Ryan McLaren’s rejection and Wayne Parnell’s poor form are quickly becoming moot points, as South Africa explore the depths of the part-time bowling ranks in Australasia.
While AB de Villiers and Farhaan Behardien are not of former New Zealand pair Chris Harris and Gavin Larsen’s military-medium calibre, as witnessed with various degrees of success during the 1992 World Cup in Sydney, Wellington and surrounds, they are – collectively and individually – becoming genuine bowling options.
Faf du Plessis and Rilee Rossouw, willingly or begrudgingly, are also finding a warranted place in the bowling attack. Granted, injury to JP Duminy and Vernon Philander has necessitated a spell or two from de Villiers and company, but the so-called imbalance of a squad minus the services of a genuine all-rounder is gradually being offset.

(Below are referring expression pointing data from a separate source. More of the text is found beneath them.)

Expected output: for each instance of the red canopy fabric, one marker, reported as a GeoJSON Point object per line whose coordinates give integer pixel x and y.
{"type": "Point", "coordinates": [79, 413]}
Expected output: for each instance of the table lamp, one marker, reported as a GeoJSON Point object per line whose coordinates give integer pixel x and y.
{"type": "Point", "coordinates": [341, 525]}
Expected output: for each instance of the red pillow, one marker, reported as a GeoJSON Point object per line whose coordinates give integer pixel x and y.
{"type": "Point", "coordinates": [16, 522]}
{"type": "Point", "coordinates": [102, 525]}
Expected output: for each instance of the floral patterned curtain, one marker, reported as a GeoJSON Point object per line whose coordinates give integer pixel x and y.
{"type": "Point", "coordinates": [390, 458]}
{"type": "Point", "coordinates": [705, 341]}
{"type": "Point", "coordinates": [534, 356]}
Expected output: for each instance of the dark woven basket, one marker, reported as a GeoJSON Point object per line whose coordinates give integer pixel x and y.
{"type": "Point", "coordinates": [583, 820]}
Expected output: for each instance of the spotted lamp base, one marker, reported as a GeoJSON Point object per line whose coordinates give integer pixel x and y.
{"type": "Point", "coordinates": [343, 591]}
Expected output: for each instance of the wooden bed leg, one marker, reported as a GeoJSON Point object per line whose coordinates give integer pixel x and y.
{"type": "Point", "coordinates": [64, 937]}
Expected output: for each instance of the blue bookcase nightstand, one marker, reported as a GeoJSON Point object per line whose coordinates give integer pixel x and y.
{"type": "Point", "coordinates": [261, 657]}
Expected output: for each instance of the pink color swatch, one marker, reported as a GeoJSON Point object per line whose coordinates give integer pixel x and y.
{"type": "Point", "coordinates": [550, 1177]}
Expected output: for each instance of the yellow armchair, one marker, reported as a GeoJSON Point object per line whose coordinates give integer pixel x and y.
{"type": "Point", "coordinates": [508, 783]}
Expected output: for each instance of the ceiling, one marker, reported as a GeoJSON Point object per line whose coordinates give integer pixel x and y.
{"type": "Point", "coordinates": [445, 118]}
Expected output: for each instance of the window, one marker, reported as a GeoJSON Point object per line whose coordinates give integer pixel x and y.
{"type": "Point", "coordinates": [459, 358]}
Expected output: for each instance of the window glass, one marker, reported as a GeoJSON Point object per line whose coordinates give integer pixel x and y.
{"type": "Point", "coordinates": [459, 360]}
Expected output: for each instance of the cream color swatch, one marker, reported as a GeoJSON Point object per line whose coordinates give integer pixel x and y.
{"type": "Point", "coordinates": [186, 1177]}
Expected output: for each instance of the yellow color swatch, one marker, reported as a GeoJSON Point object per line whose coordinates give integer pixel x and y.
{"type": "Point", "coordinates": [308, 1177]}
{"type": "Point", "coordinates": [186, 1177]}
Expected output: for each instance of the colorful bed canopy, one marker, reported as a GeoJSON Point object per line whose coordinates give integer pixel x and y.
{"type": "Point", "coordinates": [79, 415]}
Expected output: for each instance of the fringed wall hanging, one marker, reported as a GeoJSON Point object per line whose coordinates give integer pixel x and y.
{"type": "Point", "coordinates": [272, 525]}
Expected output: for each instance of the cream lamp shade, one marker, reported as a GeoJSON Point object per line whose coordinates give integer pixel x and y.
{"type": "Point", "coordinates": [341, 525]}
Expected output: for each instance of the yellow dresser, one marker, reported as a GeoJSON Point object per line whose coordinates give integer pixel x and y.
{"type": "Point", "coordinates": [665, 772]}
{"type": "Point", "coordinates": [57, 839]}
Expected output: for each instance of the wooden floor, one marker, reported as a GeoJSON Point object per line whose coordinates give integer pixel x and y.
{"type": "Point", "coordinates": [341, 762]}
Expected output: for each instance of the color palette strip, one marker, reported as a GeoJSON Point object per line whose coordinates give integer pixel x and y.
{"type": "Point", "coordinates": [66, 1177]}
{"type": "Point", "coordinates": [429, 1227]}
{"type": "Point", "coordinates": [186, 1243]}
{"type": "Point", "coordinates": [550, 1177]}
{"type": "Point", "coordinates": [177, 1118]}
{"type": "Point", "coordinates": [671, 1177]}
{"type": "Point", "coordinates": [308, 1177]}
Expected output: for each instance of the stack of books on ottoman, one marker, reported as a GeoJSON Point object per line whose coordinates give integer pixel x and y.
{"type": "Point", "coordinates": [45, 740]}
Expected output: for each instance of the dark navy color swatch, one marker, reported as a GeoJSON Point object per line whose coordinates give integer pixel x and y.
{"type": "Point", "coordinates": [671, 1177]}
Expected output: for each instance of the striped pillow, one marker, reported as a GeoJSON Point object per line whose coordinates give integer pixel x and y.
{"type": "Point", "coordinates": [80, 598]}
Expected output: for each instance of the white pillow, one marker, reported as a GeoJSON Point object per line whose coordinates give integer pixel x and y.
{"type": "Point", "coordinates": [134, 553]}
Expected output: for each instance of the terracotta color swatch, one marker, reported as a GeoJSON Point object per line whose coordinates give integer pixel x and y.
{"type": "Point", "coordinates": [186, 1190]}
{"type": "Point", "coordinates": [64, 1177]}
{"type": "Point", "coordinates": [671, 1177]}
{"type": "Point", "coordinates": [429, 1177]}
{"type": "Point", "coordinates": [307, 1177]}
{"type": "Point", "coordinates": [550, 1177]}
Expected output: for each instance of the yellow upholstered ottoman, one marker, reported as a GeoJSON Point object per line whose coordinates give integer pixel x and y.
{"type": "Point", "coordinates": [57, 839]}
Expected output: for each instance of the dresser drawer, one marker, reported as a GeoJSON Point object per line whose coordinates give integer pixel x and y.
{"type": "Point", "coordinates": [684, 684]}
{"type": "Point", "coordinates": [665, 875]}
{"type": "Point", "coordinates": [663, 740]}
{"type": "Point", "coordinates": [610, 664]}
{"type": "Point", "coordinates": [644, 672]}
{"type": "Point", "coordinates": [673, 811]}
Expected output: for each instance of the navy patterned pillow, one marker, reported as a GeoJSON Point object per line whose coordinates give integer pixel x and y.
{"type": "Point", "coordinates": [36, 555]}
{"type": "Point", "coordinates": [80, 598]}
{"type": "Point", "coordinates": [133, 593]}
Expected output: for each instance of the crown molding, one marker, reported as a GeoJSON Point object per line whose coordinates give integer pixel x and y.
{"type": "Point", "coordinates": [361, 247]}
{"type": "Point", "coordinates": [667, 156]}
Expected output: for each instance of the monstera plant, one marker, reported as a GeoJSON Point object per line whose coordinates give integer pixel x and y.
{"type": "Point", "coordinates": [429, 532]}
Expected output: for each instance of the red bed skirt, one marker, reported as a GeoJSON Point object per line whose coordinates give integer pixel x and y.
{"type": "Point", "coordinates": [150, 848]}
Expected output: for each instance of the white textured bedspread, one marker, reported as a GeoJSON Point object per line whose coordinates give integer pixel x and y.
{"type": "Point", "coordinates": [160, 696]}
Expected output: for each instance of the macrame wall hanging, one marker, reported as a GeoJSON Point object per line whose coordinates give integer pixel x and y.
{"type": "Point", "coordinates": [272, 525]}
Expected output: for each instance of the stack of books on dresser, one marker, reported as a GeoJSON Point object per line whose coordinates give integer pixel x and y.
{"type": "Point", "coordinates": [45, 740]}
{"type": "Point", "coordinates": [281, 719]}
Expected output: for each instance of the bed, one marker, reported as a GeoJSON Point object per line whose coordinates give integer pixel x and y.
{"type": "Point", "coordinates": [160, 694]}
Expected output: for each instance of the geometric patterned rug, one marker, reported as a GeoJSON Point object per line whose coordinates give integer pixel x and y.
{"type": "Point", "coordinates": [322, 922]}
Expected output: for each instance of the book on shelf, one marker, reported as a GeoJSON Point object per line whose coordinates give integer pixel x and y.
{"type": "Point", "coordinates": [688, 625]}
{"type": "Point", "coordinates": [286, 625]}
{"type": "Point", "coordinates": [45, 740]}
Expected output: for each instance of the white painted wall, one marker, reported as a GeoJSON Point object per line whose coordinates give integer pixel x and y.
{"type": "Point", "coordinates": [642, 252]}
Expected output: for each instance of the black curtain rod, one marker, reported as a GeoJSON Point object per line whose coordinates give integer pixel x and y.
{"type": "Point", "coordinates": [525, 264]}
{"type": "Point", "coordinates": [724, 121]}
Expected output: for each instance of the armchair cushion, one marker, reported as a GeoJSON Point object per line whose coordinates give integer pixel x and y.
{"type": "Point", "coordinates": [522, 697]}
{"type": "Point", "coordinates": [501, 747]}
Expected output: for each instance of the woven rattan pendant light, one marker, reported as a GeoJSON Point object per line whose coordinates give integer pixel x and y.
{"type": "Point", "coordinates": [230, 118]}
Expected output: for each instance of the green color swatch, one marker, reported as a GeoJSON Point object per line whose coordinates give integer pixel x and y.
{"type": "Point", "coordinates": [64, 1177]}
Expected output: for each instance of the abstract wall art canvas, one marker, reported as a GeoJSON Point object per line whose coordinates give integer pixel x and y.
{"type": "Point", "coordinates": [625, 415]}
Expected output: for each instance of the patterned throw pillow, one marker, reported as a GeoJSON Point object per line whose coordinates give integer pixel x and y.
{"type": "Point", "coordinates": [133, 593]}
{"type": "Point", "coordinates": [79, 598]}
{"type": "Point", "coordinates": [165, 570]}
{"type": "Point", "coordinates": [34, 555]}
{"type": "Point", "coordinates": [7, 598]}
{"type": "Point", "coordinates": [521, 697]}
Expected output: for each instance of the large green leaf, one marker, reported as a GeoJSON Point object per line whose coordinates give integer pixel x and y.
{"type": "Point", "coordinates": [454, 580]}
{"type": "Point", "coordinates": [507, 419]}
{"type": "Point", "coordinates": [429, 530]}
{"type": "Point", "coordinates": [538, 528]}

The relatively economical deployment of the freelance quartet across the fifth and final 10-over allotment against the Irish at the Manuka Oval in Canberra was not a generous exercise in delaying the inevitable. It was, however, a telling gauge for the remainder of the group stage – and perhaps beyond. The occasional experimentation – if not against Pakistan in Auckland on Saturday, then versus the United Arab Emirates in Wellington next week – must continue, obviously tempered by circumstance and scenario.

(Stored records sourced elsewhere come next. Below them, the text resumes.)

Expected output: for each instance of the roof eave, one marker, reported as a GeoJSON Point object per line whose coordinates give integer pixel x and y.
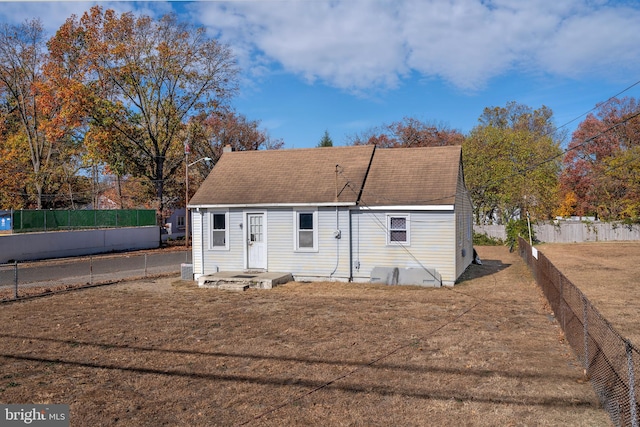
{"type": "Point", "coordinates": [268, 205]}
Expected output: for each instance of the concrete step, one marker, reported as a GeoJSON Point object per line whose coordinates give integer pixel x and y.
{"type": "Point", "coordinates": [233, 286]}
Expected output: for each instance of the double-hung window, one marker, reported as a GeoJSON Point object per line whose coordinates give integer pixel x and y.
{"type": "Point", "coordinates": [306, 234]}
{"type": "Point", "coordinates": [398, 230]}
{"type": "Point", "coordinates": [219, 230]}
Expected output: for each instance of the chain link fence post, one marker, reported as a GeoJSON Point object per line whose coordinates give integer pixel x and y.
{"type": "Point", "coordinates": [585, 328]}
{"type": "Point", "coordinates": [632, 384]}
{"type": "Point", "coordinates": [15, 279]}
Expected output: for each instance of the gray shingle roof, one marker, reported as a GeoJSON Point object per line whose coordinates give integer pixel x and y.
{"type": "Point", "coordinates": [394, 176]}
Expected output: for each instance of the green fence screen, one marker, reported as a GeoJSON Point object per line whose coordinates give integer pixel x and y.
{"type": "Point", "coordinates": [42, 220]}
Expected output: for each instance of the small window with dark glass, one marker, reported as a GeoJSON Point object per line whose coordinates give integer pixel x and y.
{"type": "Point", "coordinates": [219, 230]}
{"type": "Point", "coordinates": [398, 229]}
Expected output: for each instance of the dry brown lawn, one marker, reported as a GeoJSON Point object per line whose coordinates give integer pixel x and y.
{"type": "Point", "coordinates": [163, 352]}
{"type": "Point", "coordinates": [609, 275]}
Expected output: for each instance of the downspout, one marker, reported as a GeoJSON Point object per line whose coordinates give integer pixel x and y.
{"type": "Point", "coordinates": [201, 242]}
{"type": "Point", "coordinates": [336, 233]}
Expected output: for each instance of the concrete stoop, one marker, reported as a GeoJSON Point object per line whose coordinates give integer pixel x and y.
{"type": "Point", "coordinates": [241, 281]}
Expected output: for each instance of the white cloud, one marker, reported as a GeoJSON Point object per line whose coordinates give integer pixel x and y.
{"type": "Point", "coordinates": [355, 45]}
{"type": "Point", "coordinates": [361, 45]}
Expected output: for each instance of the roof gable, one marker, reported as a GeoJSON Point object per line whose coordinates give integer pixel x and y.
{"type": "Point", "coordinates": [300, 176]}
{"type": "Point", "coordinates": [413, 176]}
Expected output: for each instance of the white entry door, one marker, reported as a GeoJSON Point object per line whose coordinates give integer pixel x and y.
{"type": "Point", "coordinates": [256, 242]}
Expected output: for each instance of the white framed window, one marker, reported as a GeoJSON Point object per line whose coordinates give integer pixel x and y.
{"type": "Point", "coordinates": [219, 230]}
{"type": "Point", "coordinates": [306, 230]}
{"type": "Point", "coordinates": [398, 230]}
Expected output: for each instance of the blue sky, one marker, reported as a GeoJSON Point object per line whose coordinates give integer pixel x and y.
{"type": "Point", "coordinates": [346, 66]}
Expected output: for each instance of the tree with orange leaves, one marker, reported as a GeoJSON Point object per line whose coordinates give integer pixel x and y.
{"type": "Point", "coordinates": [140, 80]}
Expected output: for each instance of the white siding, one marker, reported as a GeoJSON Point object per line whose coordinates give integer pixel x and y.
{"type": "Point", "coordinates": [432, 243]}
{"type": "Point", "coordinates": [196, 241]}
{"type": "Point", "coordinates": [222, 259]}
{"type": "Point", "coordinates": [464, 222]}
{"type": "Point", "coordinates": [331, 260]}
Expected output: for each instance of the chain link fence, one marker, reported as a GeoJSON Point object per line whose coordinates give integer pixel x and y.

Du Plessis’ arrival on the international stage in 2011 effectively coincided with a loose pledge of some leg-spin, while Behardien was first-change bowler at university and club level before playing domestic cricket. The skills of yesteryear, indeed, are being rekindled – and won’t necessarily be sidelined when Duminy and Philander returns.

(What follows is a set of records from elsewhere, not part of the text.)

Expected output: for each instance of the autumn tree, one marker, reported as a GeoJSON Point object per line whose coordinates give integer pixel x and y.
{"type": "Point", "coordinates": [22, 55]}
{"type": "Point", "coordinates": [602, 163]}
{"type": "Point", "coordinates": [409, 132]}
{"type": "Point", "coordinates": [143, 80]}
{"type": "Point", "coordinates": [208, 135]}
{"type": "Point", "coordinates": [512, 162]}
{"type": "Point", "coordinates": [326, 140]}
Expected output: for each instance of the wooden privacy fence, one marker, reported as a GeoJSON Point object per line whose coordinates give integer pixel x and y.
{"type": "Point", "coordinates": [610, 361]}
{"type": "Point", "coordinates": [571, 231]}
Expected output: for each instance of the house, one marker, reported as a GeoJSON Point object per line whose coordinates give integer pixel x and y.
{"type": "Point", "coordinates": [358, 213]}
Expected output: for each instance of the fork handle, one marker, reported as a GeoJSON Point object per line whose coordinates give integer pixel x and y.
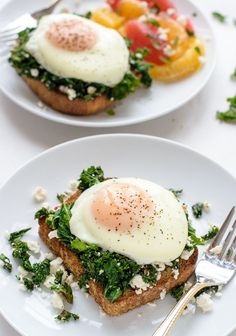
{"type": "Point", "coordinates": [178, 309]}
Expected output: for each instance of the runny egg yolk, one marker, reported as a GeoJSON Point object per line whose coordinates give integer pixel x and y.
{"type": "Point", "coordinates": [122, 207]}
{"type": "Point", "coordinates": [71, 35]}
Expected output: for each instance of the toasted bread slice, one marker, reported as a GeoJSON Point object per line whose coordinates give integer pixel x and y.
{"type": "Point", "coordinates": [59, 101]}
{"type": "Point", "coordinates": [129, 300]}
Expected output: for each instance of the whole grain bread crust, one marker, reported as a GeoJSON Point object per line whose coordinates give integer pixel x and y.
{"type": "Point", "coordinates": [129, 300]}
{"type": "Point", "coordinates": [59, 101]}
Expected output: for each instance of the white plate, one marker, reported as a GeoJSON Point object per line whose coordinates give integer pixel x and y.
{"type": "Point", "coordinates": [138, 107]}
{"type": "Point", "coordinates": [158, 160]}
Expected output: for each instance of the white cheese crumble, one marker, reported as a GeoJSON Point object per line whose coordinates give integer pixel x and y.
{"type": "Point", "coordinates": [53, 234]}
{"type": "Point", "coordinates": [71, 93]}
{"type": "Point", "coordinates": [204, 302]}
{"type": "Point", "coordinates": [34, 72]}
{"type": "Point", "coordinates": [182, 19]}
{"type": "Point", "coordinates": [33, 246]}
{"type": "Point", "coordinates": [186, 254]}
{"type": "Point", "coordinates": [22, 271]}
{"type": "Point", "coordinates": [216, 250]}
{"type": "Point", "coordinates": [138, 284]}
{"type": "Point", "coordinates": [162, 294]}
{"type": "Point", "coordinates": [91, 90]}
{"type": "Point", "coordinates": [190, 308]}
{"type": "Point", "coordinates": [40, 194]}
{"type": "Point", "coordinates": [176, 273]}
{"type": "Point", "coordinates": [55, 265]}
{"type": "Point", "coordinates": [57, 301]}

Some will argue the use of du Plessis and cohorts with the ball highlights the absence of, say, David Wiese, Dean Elgar or Albie Morkel. The unexpected extra seam and spin resources, however, have inadvertently extended the depth of the touring 15 – and with it the opportunity to do what no other Proteas squad, laden with proper all-rounders, have been able to do in six previous World Cups.